How does Insurance Work? (Simplified)
First things first, before we get to how insurance works, what is this insurance?.
Insurance is simply a tool used to protect you, your family, or your business against financial disaster due to unforeseen circumstances.
If we think about it, insurance has been there since time immemorial. The concept has been practiced without it being known as insurance.
Let us think about a village setup. Everyone in the village owns a hut, including you. The main nightmare your village has been facing is the huts catching fire because of the dry thatched roofs. So what do you and your fellow smart villagers do?
Every month, out of the income you make, you, together with each family in the village, sets a fraction of that amount aside to contribute to a pool of funds put in a pot that is guarded by the village chief. Because there is a large number of families, the amount contributed is usually significant.
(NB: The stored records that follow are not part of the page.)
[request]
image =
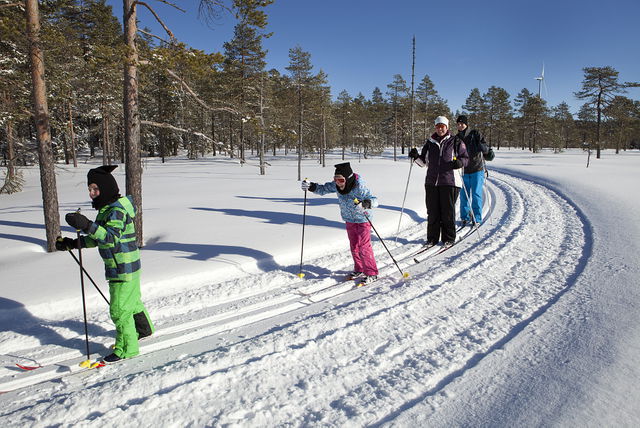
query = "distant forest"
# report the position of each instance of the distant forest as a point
(73, 80)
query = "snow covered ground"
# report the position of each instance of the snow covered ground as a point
(530, 320)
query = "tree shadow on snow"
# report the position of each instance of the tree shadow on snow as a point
(204, 252)
(276, 217)
(16, 318)
(317, 201)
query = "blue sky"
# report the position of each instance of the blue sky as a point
(461, 45)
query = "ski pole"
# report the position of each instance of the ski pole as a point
(403, 200)
(404, 274)
(88, 276)
(86, 363)
(304, 218)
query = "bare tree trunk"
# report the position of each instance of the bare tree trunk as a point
(413, 67)
(213, 133)
(41, 117)
(131, 116)
(262, 129)
(300, 134)
(11, 169)
(324, 141)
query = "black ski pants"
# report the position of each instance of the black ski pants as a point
(441, 212)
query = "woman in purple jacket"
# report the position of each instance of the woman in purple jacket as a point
(444, 155)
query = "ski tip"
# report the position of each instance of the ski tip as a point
(85, 364)
(27, 368)
(88, 364)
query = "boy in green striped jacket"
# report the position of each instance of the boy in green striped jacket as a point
(113, 232)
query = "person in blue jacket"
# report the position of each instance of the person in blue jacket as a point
(350, 186)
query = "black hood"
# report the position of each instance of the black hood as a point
(109, 191)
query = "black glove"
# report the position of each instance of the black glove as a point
(456, 164)
(64, 244)
(77, 221)
(490, 155)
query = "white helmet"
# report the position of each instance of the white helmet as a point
(442, 119)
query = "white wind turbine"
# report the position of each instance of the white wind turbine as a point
(540, 80)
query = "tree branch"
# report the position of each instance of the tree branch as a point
(193, 94)
(186, 131)
(153, 12)
(172, 5)
(153, 35)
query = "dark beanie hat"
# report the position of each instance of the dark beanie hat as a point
(344, 169)
(102, 177)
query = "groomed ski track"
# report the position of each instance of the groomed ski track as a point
(392, 344)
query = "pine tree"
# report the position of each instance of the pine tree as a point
(41, 118)
(300, 68)
(398, 94)
(564, 122)
(599, 86)
(498, 114)
(620, 112)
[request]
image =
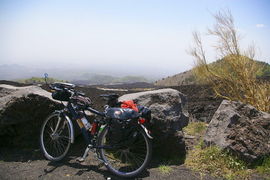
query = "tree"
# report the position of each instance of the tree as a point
(234, 76)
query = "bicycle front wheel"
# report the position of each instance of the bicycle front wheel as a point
(126, 161)
(55, 137)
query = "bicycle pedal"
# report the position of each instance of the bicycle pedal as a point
(80, 159)
(100, 165)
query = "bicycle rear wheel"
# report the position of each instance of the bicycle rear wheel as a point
(55, 137)
(126, 161)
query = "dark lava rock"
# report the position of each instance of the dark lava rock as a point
(202, 103)
(241, 129)
(22, 111)
(169, 116)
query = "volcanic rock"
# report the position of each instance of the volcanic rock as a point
(22, 111)
(241, 129)
(169, 116)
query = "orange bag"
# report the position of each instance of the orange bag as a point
(129, 104)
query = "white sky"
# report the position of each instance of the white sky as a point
(147, 36)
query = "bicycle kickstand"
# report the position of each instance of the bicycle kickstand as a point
(81, 159)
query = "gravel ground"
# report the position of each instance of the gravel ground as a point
(30, 164)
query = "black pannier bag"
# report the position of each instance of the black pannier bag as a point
(61, 95)
(123, 122)
(146, 113)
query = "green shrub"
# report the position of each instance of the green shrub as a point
(195, 128)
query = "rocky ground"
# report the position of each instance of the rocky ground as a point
(26, 162)
(18, 163)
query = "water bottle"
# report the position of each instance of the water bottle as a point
(85, 122)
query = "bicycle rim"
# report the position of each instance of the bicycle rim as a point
(55, 137)
(127, 161)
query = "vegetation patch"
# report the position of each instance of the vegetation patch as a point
(195, 128)
(165, 169)
(264, 168)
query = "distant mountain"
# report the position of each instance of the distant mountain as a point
(184, 78)
(187, 77)
(79, 76)
(109, 80)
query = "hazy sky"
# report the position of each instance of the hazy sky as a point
(145, 35)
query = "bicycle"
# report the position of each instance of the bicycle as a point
(119, 137)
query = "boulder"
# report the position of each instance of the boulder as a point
(22, 111)
(169, 116)
(241, 129)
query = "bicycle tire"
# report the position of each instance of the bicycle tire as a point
(123, 172)
(55, 145)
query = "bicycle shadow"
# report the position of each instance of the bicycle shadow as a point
(81, 169)
(86, 168)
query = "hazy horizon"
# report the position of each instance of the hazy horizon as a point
(143, 38)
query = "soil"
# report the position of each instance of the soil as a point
(28, 162)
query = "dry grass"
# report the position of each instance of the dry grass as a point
(235, 77)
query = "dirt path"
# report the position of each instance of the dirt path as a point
(30, 164)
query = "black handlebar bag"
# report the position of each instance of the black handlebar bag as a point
(122, 126)
(61, 95)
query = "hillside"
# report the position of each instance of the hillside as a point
(184, 78)
(187, 77)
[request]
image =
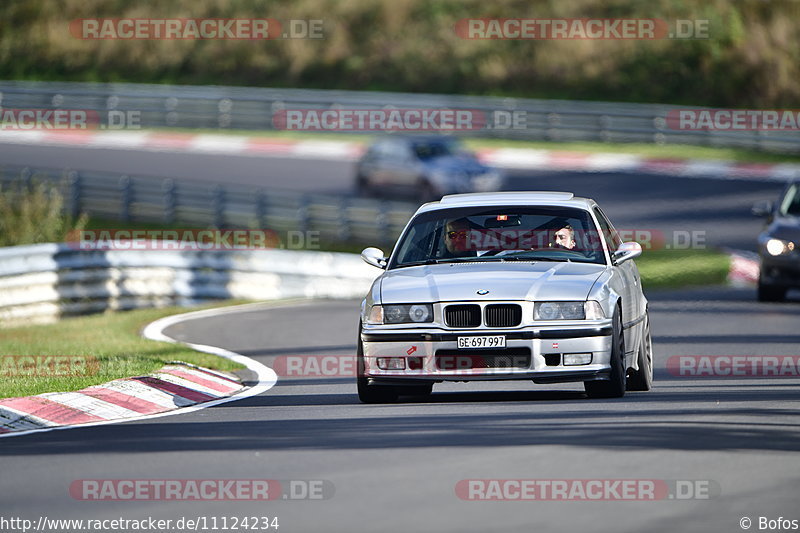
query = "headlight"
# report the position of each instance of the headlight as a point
(375, 315)
(590, 310)
(779, 247)
(401, 314)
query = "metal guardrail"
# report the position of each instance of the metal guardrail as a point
(196, 205)
(42, 282)
(247, 108)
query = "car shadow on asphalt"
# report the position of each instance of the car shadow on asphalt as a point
(672, 416)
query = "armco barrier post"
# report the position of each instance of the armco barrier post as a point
(125, 198)
(170, 200)
(74, 184)
(219, 206)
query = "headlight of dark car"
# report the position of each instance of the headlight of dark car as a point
(778, 247)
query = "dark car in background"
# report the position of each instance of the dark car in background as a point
(423, 167)
(779, 245)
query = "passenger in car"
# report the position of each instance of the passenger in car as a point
(565, 238)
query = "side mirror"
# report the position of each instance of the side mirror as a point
(374, 257)
(627, 251)
(762, 208)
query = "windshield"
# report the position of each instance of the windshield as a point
(437, 148)
(483, 234)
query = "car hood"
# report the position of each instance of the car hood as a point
(786, 228)
(537, 281)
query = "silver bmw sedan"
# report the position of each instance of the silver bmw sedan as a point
(531, 286)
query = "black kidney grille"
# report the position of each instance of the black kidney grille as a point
(503, 315)
(462, 316)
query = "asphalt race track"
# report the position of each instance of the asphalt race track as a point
(396, 467)
(669, 204)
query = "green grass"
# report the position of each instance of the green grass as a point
(112, 340)
(669, 269)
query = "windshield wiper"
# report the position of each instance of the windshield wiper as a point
(418, 263)
(500, 258)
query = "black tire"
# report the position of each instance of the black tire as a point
(770, 293)
(363, 187)
(642, 379)
(615, 386)
(370, 393)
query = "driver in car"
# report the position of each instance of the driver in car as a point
(565, 238)
(456, 237)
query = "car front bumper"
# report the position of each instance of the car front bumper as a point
(784, 271)
(535, 354)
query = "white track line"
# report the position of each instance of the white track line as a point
(266, 377)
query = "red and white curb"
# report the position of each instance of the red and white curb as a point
(174, 389)
(512, 158)
(744, 268)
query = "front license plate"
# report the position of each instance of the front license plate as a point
(484, 341)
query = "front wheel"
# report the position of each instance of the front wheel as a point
(370, 393)
(642, 379)
(615, 386)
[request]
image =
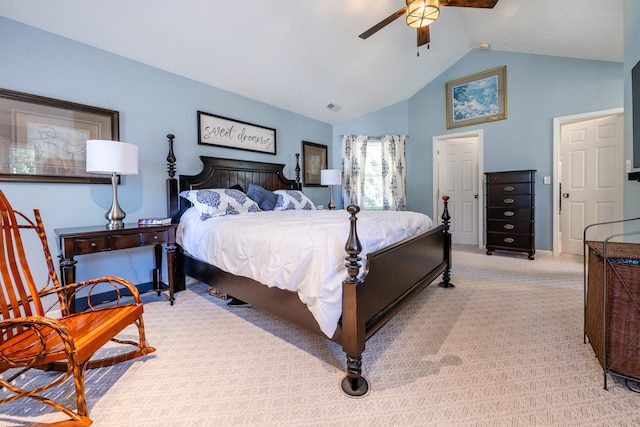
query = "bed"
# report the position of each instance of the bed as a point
(367, 300)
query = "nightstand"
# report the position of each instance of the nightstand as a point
(96, 239)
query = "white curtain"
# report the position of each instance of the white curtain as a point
(354, 161)
(393, 173)
(354, 151)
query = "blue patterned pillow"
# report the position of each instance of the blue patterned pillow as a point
(292, 199)
(219, 202)
(266, 199)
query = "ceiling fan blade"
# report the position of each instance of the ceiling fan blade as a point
(485, 4)
(380, 25)
(423, 35)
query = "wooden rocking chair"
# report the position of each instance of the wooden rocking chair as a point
(65, 343)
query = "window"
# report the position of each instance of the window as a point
(373, 195)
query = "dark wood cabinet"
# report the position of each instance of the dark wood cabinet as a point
(510, 211)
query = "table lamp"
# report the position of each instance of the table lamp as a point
(331, 177)
(114, 158)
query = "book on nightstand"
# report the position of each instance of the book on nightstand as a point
(154, 221)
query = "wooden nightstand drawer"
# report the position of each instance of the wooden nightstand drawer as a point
(91, 245)
(153, 237)
(125, 241)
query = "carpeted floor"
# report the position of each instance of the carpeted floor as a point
(503, 348)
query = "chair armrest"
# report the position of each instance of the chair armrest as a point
(117, 283)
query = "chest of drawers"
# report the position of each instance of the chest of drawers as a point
(510, 211)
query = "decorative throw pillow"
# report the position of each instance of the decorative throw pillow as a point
(266, 199)
(291, 200)
(237, 187)
(219, 202)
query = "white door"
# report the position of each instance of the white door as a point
(592, 174)
(458, 179)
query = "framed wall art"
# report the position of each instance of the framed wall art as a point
(478, 98)
(314, 159)
(44, 139)
(225, 132)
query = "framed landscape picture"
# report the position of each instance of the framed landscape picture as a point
(314, 159)
(478, 98)
(44, 139)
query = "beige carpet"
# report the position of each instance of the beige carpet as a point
(504, 348)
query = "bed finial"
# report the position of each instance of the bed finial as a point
(171, 158)
(446, 218)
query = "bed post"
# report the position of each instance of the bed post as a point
(173, 207)
(353, 329)
(172, 183)
(446, 275)
(298, 172)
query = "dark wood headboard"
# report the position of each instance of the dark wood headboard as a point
(225, 173)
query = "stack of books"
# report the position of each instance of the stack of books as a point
(154, 221)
If unfortunately, your hut catches fire, you go to the chief to report the incident. He, therefore, assesses the level of damage of your hut then takes money from that pot to give you to rebuild it. This is to take you and your family back to the position you were in before the hut caught fire.
Let’s say you did not contribute to this fund, you will have to dig into your savings (which may not be enough) or you may have to borrow from your neighbors and friends or move back in with your parents because of financial distress.
In the best-case scenario, your hut does not catch fire. The beautiful thing is that you are still comfortable in your hut (yaaaay) and the amount of money you contributed does not go to waste because it has helped your neighbor whose hut has caught fire.
So whether your hut catches fire or not, it is a win-win situation.
Money you contribute every month = premium
Chief guarding the money pot = insurance company
Money you received when your hut caught fire = claim proceeds
Fast forward to the present-day scenario. As long as you are on this earth breathing, you face a risk, your loved ones face a risk. This could be a risk of getting an illness or premature transition especially if you have loved ones depending on you.
If you have assets, you face a risk of the asset stolen or even destroyed and this will definitely cost you money.
We, therefore, pay premiums to an insurance company in the promise that if something were to go wrong, you will get paid. Insurance is to take you back to the position you were in before the unforeseen circumstance occurred.
Now that is insurance in a nutshell.